As you browse your contracts, study them for their strengths and weaknesses. Think of future members and how what we do today can affect them and provide for their success within the bargaining unit. We all consider what it is that we have inherited and should look to what we will leave for others.

With a commitment to others’ futures we become stronger in our own time. Those who choose to engage their contract and live within it are the ones who easily see what the future should be like, and move towards it becoming a reality for those yet to stand inside the four corners of a contract.

Leaving a legacy is what should, and will, drive us forward. Give it a thought?

In solidarity many things are probable and all things possible.

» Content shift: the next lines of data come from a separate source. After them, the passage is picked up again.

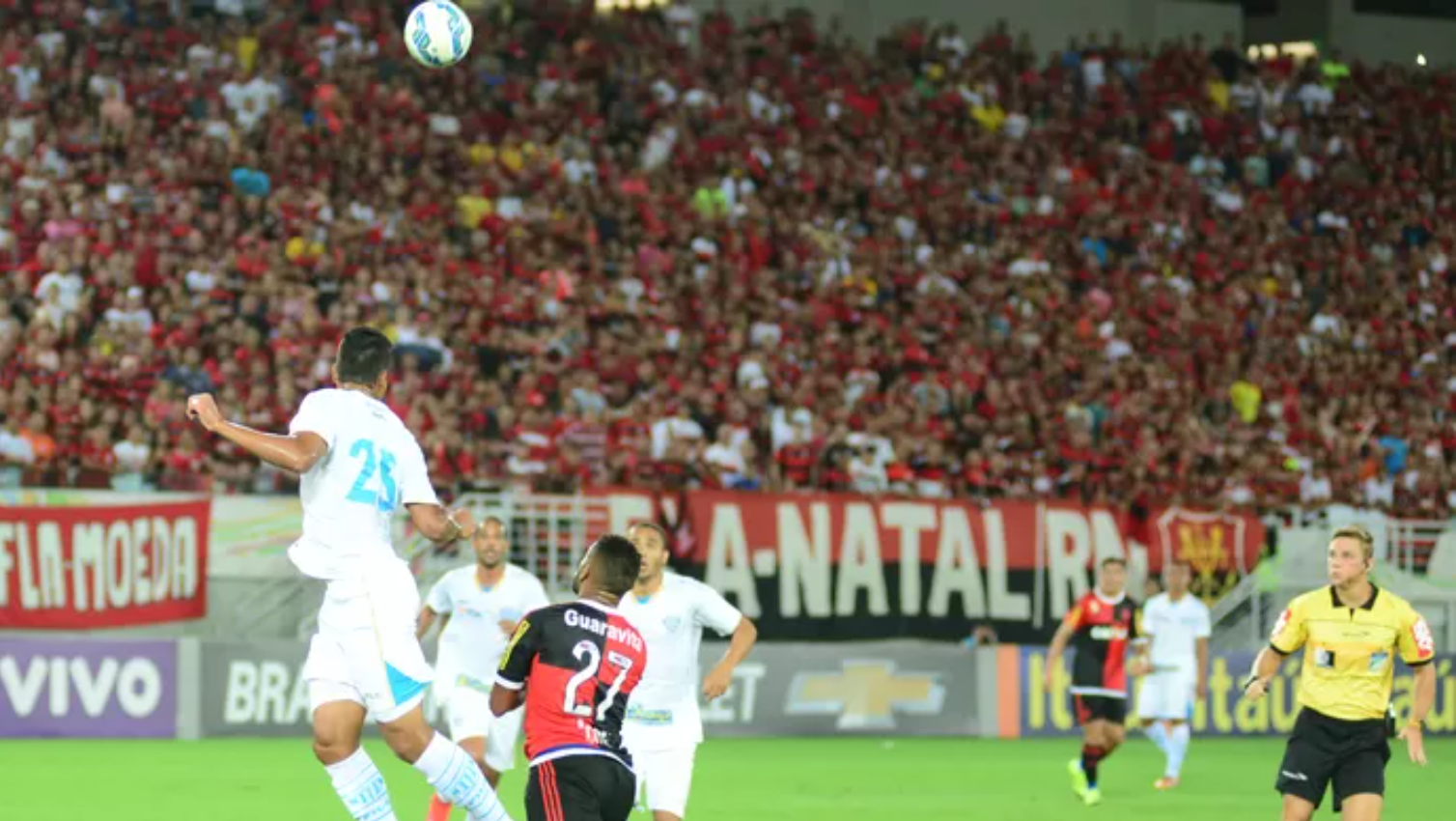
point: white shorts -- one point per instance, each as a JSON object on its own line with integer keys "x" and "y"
{"x": 469, "y": 717}
{"x": 366, "y": 649}
{"x": 1166, "y": 696}
{"x": 664, "y": 778}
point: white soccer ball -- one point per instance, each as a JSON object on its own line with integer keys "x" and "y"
{"x": 437, "y": 34}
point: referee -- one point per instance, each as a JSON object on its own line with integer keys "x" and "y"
{"x": 1352, "y": 632}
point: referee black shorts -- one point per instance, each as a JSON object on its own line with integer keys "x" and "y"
{"x": 1324, "y": 751}
{"x": 579, "y": 788}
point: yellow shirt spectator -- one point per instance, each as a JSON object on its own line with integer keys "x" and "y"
{"x": 1246, "y": 398}
{"x": 1218, "y": 94}
{"x": 470, "y": 209}
{"x": 991, "y": 117}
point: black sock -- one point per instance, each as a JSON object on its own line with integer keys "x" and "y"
{"x": 1091, "y": 755}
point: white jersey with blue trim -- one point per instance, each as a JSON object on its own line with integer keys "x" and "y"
{"x": 662, "y": 712}
{"x": 1175, "y": 628}
{"x": 350, "y": 496}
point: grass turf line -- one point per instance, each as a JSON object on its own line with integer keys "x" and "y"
{"x": 825, "y": 779}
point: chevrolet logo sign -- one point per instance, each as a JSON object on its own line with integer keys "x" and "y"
{"x": 865, "y": 694}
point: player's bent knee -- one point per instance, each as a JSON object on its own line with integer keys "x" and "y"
{"x": 1296, "y": 809}
{"x": 1361, "y": 807}
{"x": 337, "y": 728}
{"x": 407, "y": 735}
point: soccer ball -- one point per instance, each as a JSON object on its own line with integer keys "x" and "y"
{"x": 437, "y": 34}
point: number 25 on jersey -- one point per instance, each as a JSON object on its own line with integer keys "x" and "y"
{"x": 380, "y": 494}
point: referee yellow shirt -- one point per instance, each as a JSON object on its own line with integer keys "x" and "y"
{"x": 1350, "y": 651}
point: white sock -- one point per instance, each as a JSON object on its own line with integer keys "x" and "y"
{"x": 456, "y": 778}
{"x": 1160, "y": 734}
{"x": 361, "y": 788}
{"x": 1178, "y": 749}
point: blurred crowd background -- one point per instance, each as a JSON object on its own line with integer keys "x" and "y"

Report from Jim Stone, business agent
The Eagle Beverage arbitration was held September 24. We have heard from the arbitrator. It is my opinion that we received a 90 percent win from the arbitrator. Current and past employees will receive back pay from May 1, 2015, through December 31, 2015. They will also have their pension contributions restored. We did not win the language issue that we were fighting for and will need to address this in upcoming negotiations.

Negotiations with Eagle Beverage, Fergus County Sheriff Office, Valley County, Poplar Schools, Ryan’s Cash and Carry (SuperValu) and Fort Peck Tribal 911 are moving forward.

Negotiations have been completed with Redi-Mix, Teton County Road & Bridge, Town of Valier and Great Falls Pre-Release. All have ratified their agreements.

Report from Erin Foley, business agent
With 2015 behind us now, I must say it was an extremely busy year. With the majority of my contract load all expiring at the same time, it made for a challenging year with travel all over the state to cover the many different and unique units we have.

One thing I took away from it all is to encourage our members to be involved everyday with union business. Pay attention to things that work and things that don’t, so that when we head into proposal meetings everyone has ideas and examples of things that may need to be changed. There are always the big issues such as wages, insurance, and retirement, but remember there are always other issues that are sometimes taken for granted during the contract years that could simply be fixed by adding or deleting language in the contract.

So, in closing, I encourage everyone to be aware and get involved. The members are the eyes and ears inside the facility for all business agents. We can’t be there day to day to see the operations working. Get involved, be alert and stay in touch with your stewards and business agents so we can unite and stay strong and continue the fight!